Pero con los informes de la Guardia Civil, la Fiscalía no opina lo mismo y mantiene que el conductor atropelló a atropelló a Daniel O. N. porque ignoró las «normas de cuidado más elementales» y «no prestó atención a la conducción». Según el atestado, el tramo donde se produjo el atropello es recto, con una ligera pendiente inferior al 5% y la calzada, de 6,30 metros de anchura, presenta buen estado de conservación. «En el momento del accidente no existían circunstancias atmosféricas adversas y la superficie estaba limpia y seca», describe la Fiscalía. Añade que, aunque cuando se produjo el atropello aún era horario nocturno, faltaba muy poco para que amaneciera y no era noche cerrada. Además, el tramo está iluminado con farolas y delante de la Iveco circulaban dos coches con las luces puestas.

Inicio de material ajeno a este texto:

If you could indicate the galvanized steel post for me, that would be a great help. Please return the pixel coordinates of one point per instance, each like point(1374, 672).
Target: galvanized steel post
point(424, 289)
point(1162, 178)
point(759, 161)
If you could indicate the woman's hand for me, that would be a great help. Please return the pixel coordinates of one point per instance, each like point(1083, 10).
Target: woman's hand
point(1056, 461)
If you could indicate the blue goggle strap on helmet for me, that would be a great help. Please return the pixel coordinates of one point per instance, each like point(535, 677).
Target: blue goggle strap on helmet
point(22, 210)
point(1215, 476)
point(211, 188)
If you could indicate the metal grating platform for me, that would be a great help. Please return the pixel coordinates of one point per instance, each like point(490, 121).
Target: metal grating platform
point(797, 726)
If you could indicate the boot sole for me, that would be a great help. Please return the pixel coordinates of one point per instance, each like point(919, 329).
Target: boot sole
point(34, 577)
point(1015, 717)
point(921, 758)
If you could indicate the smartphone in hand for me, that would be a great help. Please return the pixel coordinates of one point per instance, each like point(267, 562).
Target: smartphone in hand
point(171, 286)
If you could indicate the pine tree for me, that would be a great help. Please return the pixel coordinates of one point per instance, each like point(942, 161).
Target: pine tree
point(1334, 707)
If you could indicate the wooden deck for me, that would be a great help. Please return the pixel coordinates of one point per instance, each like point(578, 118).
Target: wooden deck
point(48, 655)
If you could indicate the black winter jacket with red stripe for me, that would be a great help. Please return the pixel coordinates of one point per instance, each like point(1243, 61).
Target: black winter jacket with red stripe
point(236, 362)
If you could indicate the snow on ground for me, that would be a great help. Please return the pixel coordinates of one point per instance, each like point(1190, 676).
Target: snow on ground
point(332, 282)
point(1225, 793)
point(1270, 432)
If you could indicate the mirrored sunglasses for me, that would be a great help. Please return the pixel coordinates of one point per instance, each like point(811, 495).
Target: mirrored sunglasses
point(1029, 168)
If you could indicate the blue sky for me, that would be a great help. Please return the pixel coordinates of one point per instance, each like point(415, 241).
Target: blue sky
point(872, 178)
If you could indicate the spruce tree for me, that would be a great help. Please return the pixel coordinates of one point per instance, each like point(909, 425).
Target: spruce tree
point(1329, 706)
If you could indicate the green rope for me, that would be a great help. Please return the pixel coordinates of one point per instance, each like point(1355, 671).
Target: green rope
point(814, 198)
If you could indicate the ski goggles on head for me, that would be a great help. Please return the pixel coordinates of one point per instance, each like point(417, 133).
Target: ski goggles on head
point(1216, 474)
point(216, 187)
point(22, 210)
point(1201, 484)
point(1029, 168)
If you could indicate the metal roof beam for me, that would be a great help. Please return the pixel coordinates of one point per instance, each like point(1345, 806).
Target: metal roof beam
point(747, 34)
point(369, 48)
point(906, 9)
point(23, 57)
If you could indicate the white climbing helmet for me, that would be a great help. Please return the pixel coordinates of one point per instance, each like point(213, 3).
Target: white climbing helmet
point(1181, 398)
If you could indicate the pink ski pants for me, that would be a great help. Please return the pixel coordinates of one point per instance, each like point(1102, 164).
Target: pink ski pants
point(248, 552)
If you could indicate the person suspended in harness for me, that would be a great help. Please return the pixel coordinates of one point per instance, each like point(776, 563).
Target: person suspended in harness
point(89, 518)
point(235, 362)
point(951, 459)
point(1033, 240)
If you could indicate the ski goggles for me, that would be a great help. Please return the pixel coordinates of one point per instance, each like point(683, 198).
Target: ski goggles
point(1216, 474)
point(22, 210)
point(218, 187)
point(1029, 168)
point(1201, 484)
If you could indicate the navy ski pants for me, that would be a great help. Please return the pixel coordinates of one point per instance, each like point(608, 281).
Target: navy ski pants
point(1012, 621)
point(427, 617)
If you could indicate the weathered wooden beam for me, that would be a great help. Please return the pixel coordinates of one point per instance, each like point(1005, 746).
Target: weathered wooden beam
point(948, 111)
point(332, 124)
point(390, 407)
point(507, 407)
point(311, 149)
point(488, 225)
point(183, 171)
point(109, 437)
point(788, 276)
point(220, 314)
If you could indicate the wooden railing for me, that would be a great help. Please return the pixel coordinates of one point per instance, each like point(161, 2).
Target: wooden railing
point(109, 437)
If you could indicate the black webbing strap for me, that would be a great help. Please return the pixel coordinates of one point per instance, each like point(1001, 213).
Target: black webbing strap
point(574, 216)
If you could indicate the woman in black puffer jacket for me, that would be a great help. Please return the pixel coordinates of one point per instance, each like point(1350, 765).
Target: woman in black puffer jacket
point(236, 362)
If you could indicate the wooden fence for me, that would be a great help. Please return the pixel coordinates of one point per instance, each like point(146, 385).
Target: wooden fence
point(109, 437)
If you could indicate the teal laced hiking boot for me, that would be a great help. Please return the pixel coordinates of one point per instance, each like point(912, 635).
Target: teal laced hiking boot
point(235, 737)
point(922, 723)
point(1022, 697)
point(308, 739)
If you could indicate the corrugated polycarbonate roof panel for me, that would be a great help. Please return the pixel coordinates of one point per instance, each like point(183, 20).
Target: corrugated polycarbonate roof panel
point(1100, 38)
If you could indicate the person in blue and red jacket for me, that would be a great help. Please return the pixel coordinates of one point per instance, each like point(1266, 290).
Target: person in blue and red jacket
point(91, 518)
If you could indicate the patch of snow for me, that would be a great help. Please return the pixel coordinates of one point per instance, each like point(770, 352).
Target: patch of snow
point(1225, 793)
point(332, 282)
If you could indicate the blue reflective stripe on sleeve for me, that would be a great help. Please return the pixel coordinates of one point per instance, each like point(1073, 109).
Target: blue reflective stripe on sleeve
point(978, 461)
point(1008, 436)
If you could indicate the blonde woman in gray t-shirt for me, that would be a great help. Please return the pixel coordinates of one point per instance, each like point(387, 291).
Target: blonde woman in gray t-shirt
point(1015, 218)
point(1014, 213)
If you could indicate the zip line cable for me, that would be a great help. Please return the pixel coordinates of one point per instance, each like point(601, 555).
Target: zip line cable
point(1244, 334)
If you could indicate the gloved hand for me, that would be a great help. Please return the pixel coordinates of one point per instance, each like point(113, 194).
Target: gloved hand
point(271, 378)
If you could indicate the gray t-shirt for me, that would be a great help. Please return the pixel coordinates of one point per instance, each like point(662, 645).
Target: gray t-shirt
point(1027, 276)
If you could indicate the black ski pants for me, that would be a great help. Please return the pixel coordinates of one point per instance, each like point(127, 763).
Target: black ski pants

«Tras el accidente, el acusado ni siquiera bajó de su vehículo, a pesar de los importantes desperfectos que presentaba la furgoneta y continuó su ruta de reparto sin avisar a las autoridades», dice la acusación pública. Por estas razones, considera que el conductor es autor de un delito de homicidio por imprudencia grave y solicita una condena de dos años de cárcel y la privación del carné de conducir durante cuatro años. Como responsabilidad civil, reclama el pago de una indemnización de 34.706 euros para el hermano del acusado, cantidad de la que deberá responder solidariamente junto con la compañía MGS Seguros.

La defensa, a cargo de Ana Alcay, mantiene que su representado sintió un golpe en su furgoneta y pensó que debía ser un ciervo, porque en esa carretera hay señales que alertan del paso de animales y ya le había salido alguno en otras ocasiones. Alega también que la víctima iba sin chaleco reflectante y andando por donde no debía en el mismo sentido de marcha de los vehículos. Por ello, pide la absolución. 

La muerte de un vecino de Paracuellos de Jiloca, sin resolver

El pasado 19 de mayo se cumplieron cuatro meses del hallazgo de un cadáver en la cuneta de la N-234, carretera que une Calatayud con Paracuellos de Jiloca. El fallecido resultó ser Georgel P., de 52 años y vecino de esta última localidad. Sin embargo, hasta la fecha ha resultado imposible poner nombre al conductor del vehículo que lo embistió, ya que se dio a la fuga. En un primer momento, no se podía descartar nada. Ni siquiera que la muerte se hubiera producido en otro lugar y hubieran arrojado después el cuerpo en la cuneta. Sin embargo, parece que la autopsia ha revelado que las lesiones que causaron la muerte al inmigrante rumano eran compatibles con un atropello.

El fallecido, al que apodaban ‘Gelu’, estaba viviendo en casa de un amigo de Paracuellos de Jiloca ya jubilado. Se había instalado en su casa a principios de enero, por lo que apenas lo conocían todavía en el pueblo.

La Guardia Civil no lo está teniendo fácil para resolver el caso. Cuando se produjo el accidente llovía y se borraron algunas huellas. Pero confía en localizar al responsable.